Premier Dexter agreed and noted that Maritime Link is the best option to that guarantees Nova Scotia can meet 2015 (25 percent) and 2020 (40 percent) renewable energy commitments.
“The Maritime Link project will provide Nova Scotians with the lowest, fairest electricity rates possible in the future,” the Premier said. “We are putting in place sound policies to ensure power rates are more stable, and the Maritime Link project is a key piece of that plan. This is the right choice for the people of this province.”
Energy Minister Charlie Parker echoed Premier Dexter in his support.
“We need to move away from coal and diversify our electricity mix. Our over-reliance on coal is a problem negatively affecting electricity prices and our environment,” said Parker.
The report and the NDP government claim that the Maritime Link is the only option that provides Nova Scotians with: A) a reliable source of clean energy with predictable prices for 35 years; B) a second connection to the North American grid, increasing the reliability of the electricity system; C) the flexibility to access more options for purchasing competitively priced electricity in the future; and D) the ability to balance more local renewable sources such as wind.

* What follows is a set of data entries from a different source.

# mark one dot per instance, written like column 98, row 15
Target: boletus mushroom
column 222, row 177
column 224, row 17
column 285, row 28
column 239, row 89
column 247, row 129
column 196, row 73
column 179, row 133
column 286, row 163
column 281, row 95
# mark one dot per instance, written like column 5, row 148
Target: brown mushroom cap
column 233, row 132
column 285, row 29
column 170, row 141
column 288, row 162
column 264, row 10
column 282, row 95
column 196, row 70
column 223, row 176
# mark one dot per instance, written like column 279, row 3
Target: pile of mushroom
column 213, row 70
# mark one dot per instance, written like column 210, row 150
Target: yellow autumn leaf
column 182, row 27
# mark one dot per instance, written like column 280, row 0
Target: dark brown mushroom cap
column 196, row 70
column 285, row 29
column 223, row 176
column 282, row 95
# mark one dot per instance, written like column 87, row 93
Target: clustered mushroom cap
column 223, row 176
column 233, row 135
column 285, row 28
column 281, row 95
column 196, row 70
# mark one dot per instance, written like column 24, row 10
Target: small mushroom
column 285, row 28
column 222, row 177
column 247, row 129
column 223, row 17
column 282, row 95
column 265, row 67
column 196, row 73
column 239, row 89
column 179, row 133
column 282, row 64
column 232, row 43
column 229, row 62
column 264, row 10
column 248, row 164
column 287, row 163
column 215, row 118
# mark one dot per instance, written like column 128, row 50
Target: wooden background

The report says importing hydroelectricity from Quebec could be as much as $400 million more expensive than the Maritime Link option, while adding a natural gas/wind combination could be as much as $1.5 billion more.

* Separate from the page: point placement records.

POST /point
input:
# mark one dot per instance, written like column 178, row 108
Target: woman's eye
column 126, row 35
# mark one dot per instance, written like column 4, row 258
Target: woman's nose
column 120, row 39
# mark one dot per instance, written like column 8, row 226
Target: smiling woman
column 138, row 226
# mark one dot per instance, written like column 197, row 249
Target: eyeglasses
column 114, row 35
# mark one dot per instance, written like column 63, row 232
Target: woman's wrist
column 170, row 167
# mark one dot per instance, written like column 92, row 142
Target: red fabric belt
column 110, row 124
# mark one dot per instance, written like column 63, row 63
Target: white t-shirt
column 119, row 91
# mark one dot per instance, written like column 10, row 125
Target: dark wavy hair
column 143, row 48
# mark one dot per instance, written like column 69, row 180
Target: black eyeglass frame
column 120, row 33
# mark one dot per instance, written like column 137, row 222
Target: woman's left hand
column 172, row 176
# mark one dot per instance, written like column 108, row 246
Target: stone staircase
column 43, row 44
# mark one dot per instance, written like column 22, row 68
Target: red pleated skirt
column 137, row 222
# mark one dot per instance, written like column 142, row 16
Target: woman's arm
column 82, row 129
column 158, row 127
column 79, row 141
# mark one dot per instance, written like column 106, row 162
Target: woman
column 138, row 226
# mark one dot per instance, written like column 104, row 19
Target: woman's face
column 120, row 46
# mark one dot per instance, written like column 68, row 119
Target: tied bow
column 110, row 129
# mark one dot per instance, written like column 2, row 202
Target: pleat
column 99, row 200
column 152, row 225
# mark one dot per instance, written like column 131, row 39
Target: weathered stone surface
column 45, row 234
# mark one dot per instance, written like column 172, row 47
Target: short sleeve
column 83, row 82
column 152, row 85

Nova Scotia Liberal Party leader Stephen McNeil said this week that the Dalton report relied too much on data from Emera, Nova Scotia Power’s parent company, a partner in the project with Nalcor Energy of Newfoundland. McNeil says the report also failed to probe the Quebec Hydro alternative in sufficient detail – noting that nearby New Brunswick has proven that a feasible long-term electricity deal with Quebec is possible. McNeil also complained that the Dexter government jumped the gun in signing an agreement on the Lower Churchill Project before releasing this report and prior to conducting due diligence on long-term natural gas pricing.
Nova Scotia Liberal Andrew Younger raised concerns regarding potential long-term power outages on the Muskrat Falls line that was cited in a Manitoba report on the project as well as uncertainty over possible escalating construction costs and the fact that he says Emera has been unable to tell Nova Scotians what to expect to pay for this power.
“Neither Premier Dexter nor anyone at NSP’s parent company Emera can tell us what we’ll be paying for the power from Muskrat Falls – what we do know is that this deal will result in 2-3 per cent rate hikes for 35 years. We won’t own the infrastructure at the end of this agreement, and the cost to build the Maritime Link has already increased by 25 per cent to $1.5 billion,” said Younger. “If this deal represents our energy future, then Nova Scotians have a right to be concerned,” he added.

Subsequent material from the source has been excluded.